SAIGON — Sights and sounds of the Nixons' visit to Vietnam:
— Air Force One, the presidential jet liner, spent most of the afternoon in Cam Ranh Bay after depositing the Nixon party at Saigon's Tan Son Nhut air base at noon. The glistening Boeing 707 returned shortly before 5 p.m. for the trip to Bangkok. Its 707 counterpart, a Pan-Am plane chartered as a press flight, stayed in Saigon all day.
— Saigon traffic, normally a maniac's delight, was even worse all afternoon as Vietnamese police blocked off a wide area around the presidential palace. Security precautions were naturally super-stringent; Vietnamese military policemen turned out in sparkling white uniforms on the palace grounds.
— Helicopters and jets maintained day-long surveillance over the congested Saigon-Long Binh-Di An area where the President and Mrs. Nixon spent the afternoon. Over 20 choppers, including at least six Cobra gunships, patrolled the Di An skies as the President talked to troops and, above the choppers, was a flight of F100 jets.
— Troops at Di An knew something was coming but not exactly what until about two hours before President Nixon actually arrived by helicopter which had earlier flown him from Tan Son Nhut to the palace. Maj. Gen. Orwin C. Talbott, 1st Div. commander, had called a "practice red alert" at Di An for early morning, so the base was tightly secured with most of the troops in bunkers and fighting positions.
The 250 men in the two companies Nixon visited had been warned two days earlier that they faced a "general inspection" Wednesday. With that in mind, the troops were all spit and polish. They learned two hours before Nixon arrived that he was enroute.

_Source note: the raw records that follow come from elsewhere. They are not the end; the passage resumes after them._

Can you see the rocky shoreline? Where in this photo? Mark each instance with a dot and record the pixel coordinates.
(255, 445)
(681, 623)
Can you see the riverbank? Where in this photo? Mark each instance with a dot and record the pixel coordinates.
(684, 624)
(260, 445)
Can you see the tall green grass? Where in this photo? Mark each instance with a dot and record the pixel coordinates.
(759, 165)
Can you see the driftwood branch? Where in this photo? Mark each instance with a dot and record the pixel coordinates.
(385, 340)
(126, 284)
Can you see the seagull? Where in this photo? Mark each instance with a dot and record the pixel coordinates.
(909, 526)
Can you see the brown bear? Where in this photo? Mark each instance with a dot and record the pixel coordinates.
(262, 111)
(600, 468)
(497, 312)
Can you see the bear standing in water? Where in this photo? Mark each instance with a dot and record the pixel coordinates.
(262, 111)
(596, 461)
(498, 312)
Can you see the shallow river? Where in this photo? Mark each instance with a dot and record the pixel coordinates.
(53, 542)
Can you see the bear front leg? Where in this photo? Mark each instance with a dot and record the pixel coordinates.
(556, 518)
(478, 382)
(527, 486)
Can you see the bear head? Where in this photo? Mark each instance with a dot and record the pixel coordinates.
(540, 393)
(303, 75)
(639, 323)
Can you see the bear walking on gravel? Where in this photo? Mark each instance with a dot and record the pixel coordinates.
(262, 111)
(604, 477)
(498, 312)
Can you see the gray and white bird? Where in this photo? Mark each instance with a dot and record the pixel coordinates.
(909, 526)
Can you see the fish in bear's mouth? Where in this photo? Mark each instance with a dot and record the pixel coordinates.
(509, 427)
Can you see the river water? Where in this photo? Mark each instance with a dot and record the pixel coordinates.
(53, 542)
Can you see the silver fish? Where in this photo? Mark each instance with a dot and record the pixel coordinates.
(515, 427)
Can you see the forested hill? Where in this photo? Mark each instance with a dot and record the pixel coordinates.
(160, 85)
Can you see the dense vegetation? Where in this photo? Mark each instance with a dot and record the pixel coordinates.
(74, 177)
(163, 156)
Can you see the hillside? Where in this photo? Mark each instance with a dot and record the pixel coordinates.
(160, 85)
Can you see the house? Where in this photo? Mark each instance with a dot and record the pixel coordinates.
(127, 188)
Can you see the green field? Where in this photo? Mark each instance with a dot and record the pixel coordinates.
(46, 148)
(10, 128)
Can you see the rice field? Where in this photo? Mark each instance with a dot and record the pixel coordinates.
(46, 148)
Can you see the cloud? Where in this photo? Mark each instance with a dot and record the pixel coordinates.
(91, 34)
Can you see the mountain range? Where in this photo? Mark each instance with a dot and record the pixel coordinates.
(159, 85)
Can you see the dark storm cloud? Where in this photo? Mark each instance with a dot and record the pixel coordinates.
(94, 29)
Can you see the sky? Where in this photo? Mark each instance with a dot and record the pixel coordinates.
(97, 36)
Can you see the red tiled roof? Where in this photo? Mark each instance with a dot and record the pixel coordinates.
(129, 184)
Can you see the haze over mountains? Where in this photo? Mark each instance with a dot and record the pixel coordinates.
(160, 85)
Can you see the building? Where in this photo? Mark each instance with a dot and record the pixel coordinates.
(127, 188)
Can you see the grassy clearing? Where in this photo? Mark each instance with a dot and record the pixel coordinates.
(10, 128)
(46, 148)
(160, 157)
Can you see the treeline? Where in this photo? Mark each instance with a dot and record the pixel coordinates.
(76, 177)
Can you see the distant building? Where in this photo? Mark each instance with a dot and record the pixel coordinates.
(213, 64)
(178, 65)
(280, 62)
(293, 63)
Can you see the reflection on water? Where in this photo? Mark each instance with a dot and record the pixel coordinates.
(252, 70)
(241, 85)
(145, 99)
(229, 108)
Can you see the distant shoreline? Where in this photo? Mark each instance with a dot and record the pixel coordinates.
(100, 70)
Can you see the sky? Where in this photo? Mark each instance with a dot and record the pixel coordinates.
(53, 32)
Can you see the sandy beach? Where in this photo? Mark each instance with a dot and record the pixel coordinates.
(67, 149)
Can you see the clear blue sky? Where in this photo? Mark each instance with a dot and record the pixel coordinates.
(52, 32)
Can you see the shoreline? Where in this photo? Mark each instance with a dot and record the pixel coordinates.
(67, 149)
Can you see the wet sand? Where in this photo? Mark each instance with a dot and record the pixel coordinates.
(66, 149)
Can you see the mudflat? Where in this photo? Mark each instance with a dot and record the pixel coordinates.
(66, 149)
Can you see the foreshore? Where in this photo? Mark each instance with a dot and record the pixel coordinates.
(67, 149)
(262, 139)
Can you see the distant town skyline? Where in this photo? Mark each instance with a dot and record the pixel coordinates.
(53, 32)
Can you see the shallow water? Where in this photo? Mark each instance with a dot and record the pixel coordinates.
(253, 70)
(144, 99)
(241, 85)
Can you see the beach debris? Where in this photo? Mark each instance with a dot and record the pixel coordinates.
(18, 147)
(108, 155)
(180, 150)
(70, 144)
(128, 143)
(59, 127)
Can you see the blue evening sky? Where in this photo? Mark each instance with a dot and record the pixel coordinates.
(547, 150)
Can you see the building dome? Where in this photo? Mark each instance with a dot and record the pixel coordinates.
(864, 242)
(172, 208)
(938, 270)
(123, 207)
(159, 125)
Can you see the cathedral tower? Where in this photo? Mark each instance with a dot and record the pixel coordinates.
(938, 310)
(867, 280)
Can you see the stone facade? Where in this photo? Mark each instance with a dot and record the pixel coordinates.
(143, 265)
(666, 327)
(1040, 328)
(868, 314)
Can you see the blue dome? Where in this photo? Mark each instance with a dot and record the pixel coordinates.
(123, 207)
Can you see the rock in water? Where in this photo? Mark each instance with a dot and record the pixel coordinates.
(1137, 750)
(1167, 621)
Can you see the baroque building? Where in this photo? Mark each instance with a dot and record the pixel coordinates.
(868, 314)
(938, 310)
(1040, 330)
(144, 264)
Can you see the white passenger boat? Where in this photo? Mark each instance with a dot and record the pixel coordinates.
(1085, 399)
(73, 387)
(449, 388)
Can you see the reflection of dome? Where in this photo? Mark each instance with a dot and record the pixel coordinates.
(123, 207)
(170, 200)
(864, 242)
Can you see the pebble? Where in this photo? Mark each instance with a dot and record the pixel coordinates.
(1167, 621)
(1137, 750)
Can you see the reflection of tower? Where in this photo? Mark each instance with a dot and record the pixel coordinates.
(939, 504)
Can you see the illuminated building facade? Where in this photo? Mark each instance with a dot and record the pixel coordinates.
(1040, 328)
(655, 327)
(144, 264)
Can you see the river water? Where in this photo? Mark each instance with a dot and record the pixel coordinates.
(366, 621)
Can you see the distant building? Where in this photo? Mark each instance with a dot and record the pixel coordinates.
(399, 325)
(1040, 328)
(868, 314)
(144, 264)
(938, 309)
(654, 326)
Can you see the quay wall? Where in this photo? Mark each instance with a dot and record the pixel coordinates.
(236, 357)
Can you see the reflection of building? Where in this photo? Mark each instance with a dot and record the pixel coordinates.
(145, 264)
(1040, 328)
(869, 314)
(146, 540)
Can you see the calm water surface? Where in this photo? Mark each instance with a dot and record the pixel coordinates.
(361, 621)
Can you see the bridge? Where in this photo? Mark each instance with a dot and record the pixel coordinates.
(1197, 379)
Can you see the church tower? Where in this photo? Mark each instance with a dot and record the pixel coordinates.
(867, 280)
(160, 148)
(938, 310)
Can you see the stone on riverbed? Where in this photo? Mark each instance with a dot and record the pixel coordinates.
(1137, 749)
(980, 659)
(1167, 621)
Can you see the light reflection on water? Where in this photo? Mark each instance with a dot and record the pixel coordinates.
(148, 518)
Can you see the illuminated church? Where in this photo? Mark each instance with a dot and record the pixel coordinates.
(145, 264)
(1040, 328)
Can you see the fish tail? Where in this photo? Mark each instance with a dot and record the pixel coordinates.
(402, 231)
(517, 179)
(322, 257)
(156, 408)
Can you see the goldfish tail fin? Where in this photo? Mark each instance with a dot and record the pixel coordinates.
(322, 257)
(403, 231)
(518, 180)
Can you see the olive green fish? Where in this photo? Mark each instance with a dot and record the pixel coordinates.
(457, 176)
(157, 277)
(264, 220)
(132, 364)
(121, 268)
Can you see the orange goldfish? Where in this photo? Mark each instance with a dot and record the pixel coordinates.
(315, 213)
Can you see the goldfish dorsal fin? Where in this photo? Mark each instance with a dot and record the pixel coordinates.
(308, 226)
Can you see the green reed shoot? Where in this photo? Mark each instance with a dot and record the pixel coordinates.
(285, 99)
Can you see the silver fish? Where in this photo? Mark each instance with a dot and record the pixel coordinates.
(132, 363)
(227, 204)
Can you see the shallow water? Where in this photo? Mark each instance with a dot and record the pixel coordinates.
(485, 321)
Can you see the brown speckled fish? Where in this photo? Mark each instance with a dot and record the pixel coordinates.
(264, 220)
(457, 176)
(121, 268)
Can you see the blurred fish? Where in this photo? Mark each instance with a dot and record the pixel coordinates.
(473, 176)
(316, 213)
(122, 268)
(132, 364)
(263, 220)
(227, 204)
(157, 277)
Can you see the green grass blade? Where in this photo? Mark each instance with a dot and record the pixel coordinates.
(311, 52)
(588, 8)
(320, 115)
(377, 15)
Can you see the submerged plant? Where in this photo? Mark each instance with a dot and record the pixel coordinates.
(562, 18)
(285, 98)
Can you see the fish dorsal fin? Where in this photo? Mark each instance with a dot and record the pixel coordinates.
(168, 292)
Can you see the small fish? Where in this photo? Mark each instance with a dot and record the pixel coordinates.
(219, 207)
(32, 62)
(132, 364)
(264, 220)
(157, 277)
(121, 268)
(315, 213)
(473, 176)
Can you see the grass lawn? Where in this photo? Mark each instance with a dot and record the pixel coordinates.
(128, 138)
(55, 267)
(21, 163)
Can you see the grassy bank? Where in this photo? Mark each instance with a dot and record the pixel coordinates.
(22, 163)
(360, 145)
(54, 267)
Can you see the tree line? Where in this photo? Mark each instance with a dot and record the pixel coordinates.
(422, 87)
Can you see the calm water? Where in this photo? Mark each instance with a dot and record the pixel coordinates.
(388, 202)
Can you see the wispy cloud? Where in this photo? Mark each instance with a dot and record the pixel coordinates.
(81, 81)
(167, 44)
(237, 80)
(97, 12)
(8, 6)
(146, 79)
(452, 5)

Each man Wore a new helmet cover, equipment was tidied up and, as one observer put it, bunkers on the perimeter "looked as if they'd been vacuumed."
-— Pfc. Franklin Walraven of San Bernardino, Calif,, may surprise the Nixons in their new home in nearby San Clemente. When Walraven told the President where he lived, Nixon mentioned the new house and invited Walraven to "come on down swimming any time the pool is open." Walraven later said he might take the President up on the offer.
— Many Di An troopers were interested in Nixon's reaction to the Apollo 11 moon landing success. Speaking without a microphone, with one hand in a pocket while the other roved his windblown hair, Nixon said, "They (the astronauts) proved we've got some guts left in this country. You guys are doing the same thing."
— Mrs. Nixon not only visited with wounded American soldiers at the 24th Evac Hospital in Long Binh, but charmed them with a warm smile and ready conversation.
The First Lady had a short briefing by the hospital commander, Col. Claude McClure Jr., then said, "let's go say hello to the men." She did, greeting 39 GI's while Madame Tran Chanh Thanh, wife of the Vietnamese foreign minister, visited a ward housing Vietnamese and American patients.
When Pfc. Jerry Collier of Houston, bed-ridden with an injured foot, told Mrs. Nixon he was awaiting his hometown paper in the mail, she brought a quick smile by saying, "when my husband was in the service, I sometimes got letters in batches of 30."
Mrs. Nixon asked another trooper if the pocket book at his side was a mystery novel. "Not exactly, m'am," he confessed. Picking it up with a glance at the cover, the First Lady grinned and said, "my goodness, it looks racy."
Meanwhile, Madame Thanh entered a ward and began talking to a wounded patient who stared at her somewhat blankly. She didn't discover why until the next patient told her, "that fellow's a Cambodian. He couldn't understand your Vietnamese."
— During an earlier visit to the Thu Due orphanage, Mrs. Nixon was offered an Ao Dai, the flowing Vietnamese dress, by Madame Nguyen Cao Ky, wife of the Vietnamese vice-president. "I already have one," said Mrs. Nixon, who was making her third visit to Vietnam.
— Three members of the White House press photographers gallery took advantage of a short breather in the hectic palace schedule to admire the camera bag carried by a chap who said he'd had it made by hand in Saigon. Within minutes, the trio had forked over cash for similar bags.